Mr. Glazier pointed out the common issue seen in many states who have had to face the need to close or replace aging state hospitals, and the multifaceted dilemmas of what to replace them with. He eloquently wrote of the concept of providing what he termed the middle range of less intensive residential and non-hospital based psychiatric services in the overall continuum from hospital to home or ultimate living placement for the mentally ill person. He delineated some key concepts and facts: 1) that Texas’ state psychiatric bed ratio has declined since 2001 from 13.4 beds per 100,000 persons to 10.9; and that, 2) even if Texas had ‘kept up’ with the growing mental health needs, the rapid growth population growth in the state of Texas, which has always been in the top five states in the US, the state’s level of services would still have fallen behind previous levels of beds per 100,000 population.

His idea is not a new one, that increased and nuanced provision of these middle ground “residential,” transitional psychiatric services, would to at least some degree, not only replace some state hospital beds, but reduce the spill-over, or “trans-institutionalizations,” (the new buzzword) that we are seeing as ever more rapidly increasing numbers of the seriously mentally ill, shift from non-existent state psychiatric hospital beds to jails, hospital ERs, and the streets and shelters, all never intended to serve this population. But Mr. Glazier’s description of what is needed in filling in the gaps in the continuum of care of the mentally ill is well worth reading.

 

Shift of Mental Health Care to Jails

Once again the author finds himself balefully writing about the continuing appalling trends in mental health inpatient care nationally. However, I am moved to do only when I see a very good reference that I feel the reader interested in this vital topic, should be alerted to.

A recent article in the news blog, Vindy.com of November 24th, 2015 showed that it does not take a nationally prestigious paper or news sources to put out a superb summary and analysis of a subject pertinent to this topic. In an article entitled, “Mental health care in Ohio shifts from hospitals to jails,” written by Peter H. Milliken [milliken@vindy.com] in Youngstown Ohio, the issues were as clearly spelled out as I have ever seen.
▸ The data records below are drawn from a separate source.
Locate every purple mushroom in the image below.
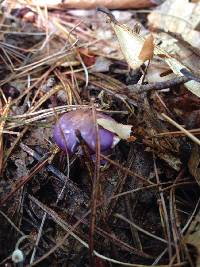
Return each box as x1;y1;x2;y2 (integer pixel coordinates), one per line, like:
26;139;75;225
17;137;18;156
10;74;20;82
53;110;119;154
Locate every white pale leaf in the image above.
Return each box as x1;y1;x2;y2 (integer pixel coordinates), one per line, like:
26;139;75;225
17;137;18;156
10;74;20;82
111;13;200;97
97;118;132;140
111;22;144;69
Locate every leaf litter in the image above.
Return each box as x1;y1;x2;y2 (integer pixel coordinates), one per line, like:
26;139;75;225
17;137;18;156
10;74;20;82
0;0;200;267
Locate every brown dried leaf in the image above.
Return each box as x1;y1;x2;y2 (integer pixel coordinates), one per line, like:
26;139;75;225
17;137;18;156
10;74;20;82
188;144;200;186
97;119;132;140
185;212;200;267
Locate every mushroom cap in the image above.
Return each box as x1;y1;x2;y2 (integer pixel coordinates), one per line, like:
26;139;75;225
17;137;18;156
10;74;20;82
53;110;116;154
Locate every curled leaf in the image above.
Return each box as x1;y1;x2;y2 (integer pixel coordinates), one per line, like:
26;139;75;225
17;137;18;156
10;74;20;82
97;118;132;140
111;22;146;69
139;34;154;61
100;9;200;97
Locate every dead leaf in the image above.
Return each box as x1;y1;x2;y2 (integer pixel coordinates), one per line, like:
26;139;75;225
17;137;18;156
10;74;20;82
139;34;154;61
111;22;145;69
148;0;200;47
185;212;200;267
188;144;200;186
104;11;200;97
97;118;132;140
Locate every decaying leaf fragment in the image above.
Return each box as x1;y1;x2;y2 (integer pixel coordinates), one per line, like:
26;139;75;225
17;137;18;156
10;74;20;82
188;144;200;186
185;209;200;267
97;118;132;140
139;34;154;61
111;22;146;69
99;9;200;97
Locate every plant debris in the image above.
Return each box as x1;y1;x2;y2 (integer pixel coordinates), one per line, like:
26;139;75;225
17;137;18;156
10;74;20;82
0;0;200;267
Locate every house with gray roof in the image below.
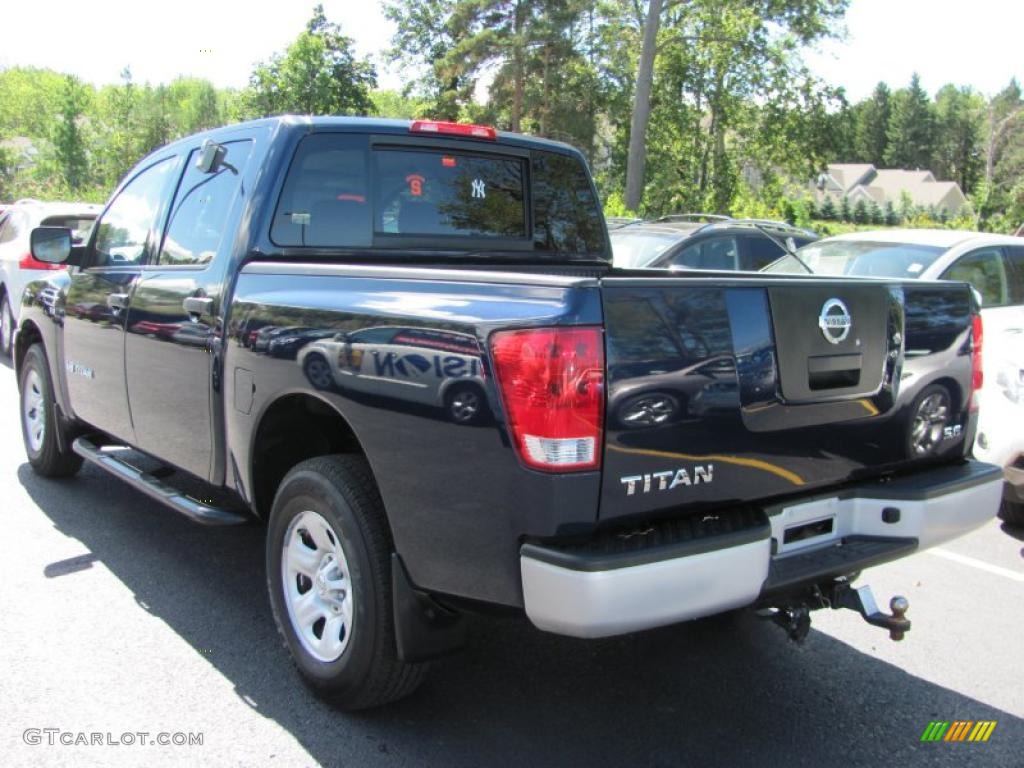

That author started that “”in the past five decades, state-run psychiatric hospitals have been phased out with funds shifted into each community cereate outpatient care and support services for those afflicted with any of a number of mental illnesses.” He adds tellingly: “As in all complicated cases, the result has been a complicated stream of causes and effects,” and I would add ‘unintended effects’ that have marked ill conceived mental health reform efforts nationwide over the last 15-20 years. The three basic mistakes were 1) way too rapid closing of albeit aging state mental health hospitals and beds, 2) grossly inadequate replacement of those inpatient beds, the thinking being in the minds of frankly ignorant and misinformed ideology on the part of state level mental health planners and legislators, that the beds were not needed and should be “liberated” [my term] bourne out of the “de-institutionalization” misguided ideology arising in the 1950’s and 1960’s, and 3) the totally insufficient of funds to cover the community based needs as a result of the closure of inpatient, BOTH public and private.

The author gives an example of a state hospital closing 19 years before, the Woodside Hospital, and its surrounding county gradually absorbing what sounds like an inordinate number of extreme mental patients who had no place else to go. He states tellingly, “We’re in a crisis for state hospitals,…we have days when there are no hospital beds for our clients,” quoting Duane Piccririlli, executive director of Mahoning County, whose jail had to pick up the slack.

The article goes on to describe what happened in stark broad overview terms. The state of Ohio previously had 19 state hospitals but now has only six. Patient shifting as it is sometimes, called has occurred in  a massive way from non-existent state hospital beds to jail beds. And it costs the state more in most studies to house such patients in jails than even so called “expensive” or “labor intensive care,” and the care if far poorer and more and more marked by preventable tragedies.